The research results on inverse rendering technology have been selected into the top computer vision conference CVPR for two consecutive years, and have spanned from processing a single image to covering the entire indoor scene. Rushi's visual algorithm technology foundation in the field of three-dimensional reconstruction has been vividly demonstrated .
Three-dimensional reconstruction is one of the hot topics in computer vision (CV) and computer graphics (CG). It uses CV technology to process the two-dimensional images of real objects and scenes captured by cameras and other sensors to obtain their three-dimensional Model. As related technologies continue to mature, 3D reconstruction is increasingly used in many different fields such as smart homes, AR tourism, autonomous driving and high-precision maps, robots, urban planning, cultural relic reconstruction, and film entertainment.

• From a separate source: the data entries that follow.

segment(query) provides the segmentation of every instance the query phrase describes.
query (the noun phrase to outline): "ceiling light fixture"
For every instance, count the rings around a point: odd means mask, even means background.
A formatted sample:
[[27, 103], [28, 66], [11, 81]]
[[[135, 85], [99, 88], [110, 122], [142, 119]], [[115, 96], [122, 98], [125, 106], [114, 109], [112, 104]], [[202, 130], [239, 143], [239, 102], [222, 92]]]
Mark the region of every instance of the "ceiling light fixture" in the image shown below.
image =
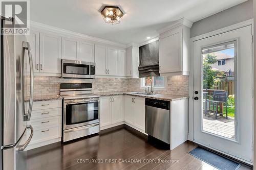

#Typical three-dimensional face reconstruction based on two-dimensional images. Source: 10.1049/iet-cvi.2013.0220
Traditional three-dimensional reconstruction can be roughly divided into photometric and geometric methods. The former analyzes the brightness changes of pixels, and the latter relies on parallax to complete reconstruction. In recent years, machine learning, especially deep learning technology, has begun to be used, achieving good results in feature detection, depth estimation, etc. Although some current methods use spatial geometric models and texture maps, the appearance of the scene looks almost the same as the real world.
However, it should be noted that these methods still have some limitations. They can only restore the appearance characteristics of the scene and cannot digitize deeper attributes such as illumination, reflectivity and roughness in the scene. Querying and querying these deep information Editing is out of the question. This also results in the inability to convert them into PBR rendering assets that can be used by the rendering engine, and therefore cannot produce realistic rendering effects. How to solve these problems? Inverse rendering technology has gradually entered people's field of vision.
The inverse rendering task was first proposed by the older generation of computer scientists Barrow and Tenenbaum in 1978. Based on the three-dimensional reconstruction, the intrinsic properties of the scene such as illumination, reflectivity, roughness and metallicity are further restored to achieve More realistic rendering. However, decomposing these attributes from images is extremely unstable, and different attribute configurations often lead to similar appearances. With the advancement of differentiable rendering and implicit neural representation, some methods have achieved good results in small object-centered scenes with explicit or implicit priors.
However, the inverse rendering of large-scale indoor scenes has not been solved well. Not only is it difficult to restore physically reasonable materials in real scenes, but it is also difficult to ensure the consistency of multiple perspectives within the scene. In China, there is such a technology company that is deeply engaged in independent research and development of core algorithms and focuses on large-scale industrial applications in the field of 3D reconstruction - Realsee. It is groundbreaking in the difficult topic of inverse rendering of large-scale indoor scenes. An efficient multi-view inverse rendering framework is proposed. The paper has been accepted for the CVPR 2023 conference.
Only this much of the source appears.